I wonder: how many lives did he live this way?
Or was it just one long life blurred by so many films seen — on the big screen and not?
As I walk, the temperature of the air around me drops, taxis slow alongside and then speed up, the traffic lights flick red and then green and then red.
I feel the cold air of the theater (“did you bring a sweatshirt?”), a protein bar in my pocket (so many diets); hear the smack of the deck of pre-paid tickets he bought in bulk and would shuffle like a poker dealer before we left the house, the gurgle of the giant diet coke he’d drink in 30 seconds; see him choose the aisle seat — always the aisle seat, mid-way or far toward the back (so far back!), staying seated through the end of the credits no matter what; make the trip with him to pee upon exit (always, even if you don’t have to go); feel the calm anticipation of the film about to begin, the soft sigh upon exit: “that was a good one, huh.”
Have I inherited his love of this ritual — or do I take part in it now to reenter his world, the way I once joined him in it, connected with him, connected to him, accompanying him to whatever film he wanted to see?
Where is the line between a learned ritual and a shared passion?
How often still, when the film credits roll across the screen, do I think: Dad would have loved this one.

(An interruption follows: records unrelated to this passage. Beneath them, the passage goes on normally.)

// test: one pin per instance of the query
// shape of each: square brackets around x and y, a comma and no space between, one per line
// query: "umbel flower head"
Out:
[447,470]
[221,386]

Or, leaving, have I grabbed for my phone: I need to ask Dad if he’s seen it.
Dad, add this one to your list. Don’t miss it. Did you see it? What did you think?
He always wanted to see another — later that day, the same day, or the next.
Onward toward creative joy,
"I’m unable to adjust entirely to what life I am living, to what reality I inhabit, to exactly which plot line I’m living in right then — film or vacation or memory or migration."
"Where is the line between a learned ritual and a shared passion?"